OPN has the settings like this:
Memory: 4 GB
Processors: 2 (1 sockets, 2 cores) [host]
BIOS: OVMF (UEFI)
Display: Default
Machine: q35
SCSI Controller: VirtIO SCSI Single
Hard Disk (sata1): size=32G
EFI Disk: efitype=4m,size=1M
And 3 NICs PCI Devices passed through.
Guest Agent: Enabled

I have no adjustments either on Proxmox nor OPN. Now for diagnosing why OPN crashes on you, maybe you can do the following. I did use this method on that other node where my existing VM would crash on the new Prox version, and had been stable on the previous. Admittedly easier as it is an Ubuntu one. In short, I spun up a small ubuntu server VM on another node, enabled rsyslog to receive logs. Enabled sending rsyslog from the crashing one to this one. That showed me what was triggering the VM to fail.

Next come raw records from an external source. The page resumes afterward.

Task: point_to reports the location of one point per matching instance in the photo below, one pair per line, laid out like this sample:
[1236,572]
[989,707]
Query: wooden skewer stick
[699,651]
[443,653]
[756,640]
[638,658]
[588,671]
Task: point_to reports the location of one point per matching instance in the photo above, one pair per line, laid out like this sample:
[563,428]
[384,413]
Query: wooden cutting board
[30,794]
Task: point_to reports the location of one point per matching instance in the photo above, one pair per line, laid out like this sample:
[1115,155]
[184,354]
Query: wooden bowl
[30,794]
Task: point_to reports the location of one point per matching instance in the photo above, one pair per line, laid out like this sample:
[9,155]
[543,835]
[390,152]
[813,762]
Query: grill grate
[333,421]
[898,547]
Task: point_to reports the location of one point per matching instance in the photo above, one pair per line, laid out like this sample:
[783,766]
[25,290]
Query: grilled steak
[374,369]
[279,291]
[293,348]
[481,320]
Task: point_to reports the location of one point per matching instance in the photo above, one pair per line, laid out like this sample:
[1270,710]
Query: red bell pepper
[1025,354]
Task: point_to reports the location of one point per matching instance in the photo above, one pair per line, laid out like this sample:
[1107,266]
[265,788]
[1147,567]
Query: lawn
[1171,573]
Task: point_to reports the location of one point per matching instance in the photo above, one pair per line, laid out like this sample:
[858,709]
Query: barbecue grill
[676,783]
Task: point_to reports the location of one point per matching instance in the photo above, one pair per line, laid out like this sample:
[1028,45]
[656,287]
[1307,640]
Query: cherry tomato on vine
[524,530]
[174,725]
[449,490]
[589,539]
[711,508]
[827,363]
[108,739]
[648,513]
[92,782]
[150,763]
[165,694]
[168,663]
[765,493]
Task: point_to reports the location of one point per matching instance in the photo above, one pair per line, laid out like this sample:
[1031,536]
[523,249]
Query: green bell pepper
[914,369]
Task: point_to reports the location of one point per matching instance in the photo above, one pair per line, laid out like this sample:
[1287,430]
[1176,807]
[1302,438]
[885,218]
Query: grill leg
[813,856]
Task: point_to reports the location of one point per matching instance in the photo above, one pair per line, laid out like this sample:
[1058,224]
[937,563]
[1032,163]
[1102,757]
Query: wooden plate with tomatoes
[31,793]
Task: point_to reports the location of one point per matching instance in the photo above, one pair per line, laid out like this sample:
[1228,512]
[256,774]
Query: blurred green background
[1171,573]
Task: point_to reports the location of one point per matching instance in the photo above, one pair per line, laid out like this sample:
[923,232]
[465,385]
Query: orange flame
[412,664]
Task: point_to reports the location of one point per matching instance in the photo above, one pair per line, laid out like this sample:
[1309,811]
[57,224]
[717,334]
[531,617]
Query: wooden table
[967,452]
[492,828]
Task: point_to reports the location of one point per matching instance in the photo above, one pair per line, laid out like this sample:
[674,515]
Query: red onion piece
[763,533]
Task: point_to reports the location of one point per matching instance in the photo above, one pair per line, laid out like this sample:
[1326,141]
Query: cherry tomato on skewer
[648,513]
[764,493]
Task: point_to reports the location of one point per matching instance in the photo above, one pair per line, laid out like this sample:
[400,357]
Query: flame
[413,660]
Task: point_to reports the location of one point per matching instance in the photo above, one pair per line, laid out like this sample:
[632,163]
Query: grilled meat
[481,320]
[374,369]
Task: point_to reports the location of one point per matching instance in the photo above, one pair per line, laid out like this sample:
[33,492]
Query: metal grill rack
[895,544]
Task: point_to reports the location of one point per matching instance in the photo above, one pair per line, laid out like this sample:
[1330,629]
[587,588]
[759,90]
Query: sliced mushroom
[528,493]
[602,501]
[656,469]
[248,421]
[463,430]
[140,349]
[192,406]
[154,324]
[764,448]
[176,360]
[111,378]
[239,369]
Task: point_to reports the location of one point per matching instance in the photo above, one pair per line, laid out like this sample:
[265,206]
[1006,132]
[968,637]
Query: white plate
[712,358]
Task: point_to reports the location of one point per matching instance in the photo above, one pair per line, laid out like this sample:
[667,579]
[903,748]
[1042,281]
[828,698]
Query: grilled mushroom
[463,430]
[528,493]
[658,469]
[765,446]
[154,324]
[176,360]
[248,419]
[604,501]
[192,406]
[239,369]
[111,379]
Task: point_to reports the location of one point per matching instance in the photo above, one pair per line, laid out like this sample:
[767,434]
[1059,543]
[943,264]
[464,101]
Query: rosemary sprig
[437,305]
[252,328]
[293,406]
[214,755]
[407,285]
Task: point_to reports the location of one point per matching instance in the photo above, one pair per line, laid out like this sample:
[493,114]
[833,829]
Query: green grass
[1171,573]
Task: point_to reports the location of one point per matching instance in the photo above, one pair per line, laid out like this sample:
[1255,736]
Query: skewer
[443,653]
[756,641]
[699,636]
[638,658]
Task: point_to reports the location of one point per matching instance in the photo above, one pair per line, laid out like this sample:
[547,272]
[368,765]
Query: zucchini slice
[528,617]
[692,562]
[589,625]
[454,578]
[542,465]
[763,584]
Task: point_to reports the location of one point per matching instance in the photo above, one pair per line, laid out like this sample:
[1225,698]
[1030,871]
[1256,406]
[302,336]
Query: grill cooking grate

I can try setting syslog to one of my Ubuntu VMs sitting on the proxmox host but can't do a lot of fiddling as it is our home internet gateway and the natives get restless especially because we both WFH     The NOFILE limit makes sense so started with that from recommendations but willl see if syslog gives any clues if this happens again


Of note in the other thread

Quote
Aug 7, 2023
#32
showiproute said:
Doubling everything seems to solve the problem also.
My configuration now includes queue=8 again and the VM didn't crash.

Question is why was it running with PVE7.x while PVE8 needs some manual config changes.

Fiona (Proxmox Staff Member)
QEMU might've changed internal things and uses more file descriptors now. And the OPNSense update might've changed interaction with QEMU and the host too. Likely, you were already near the limit before, but didn't quite hit it.


I see. Good to know for when the time comes for me to upgrade this node. Thanks.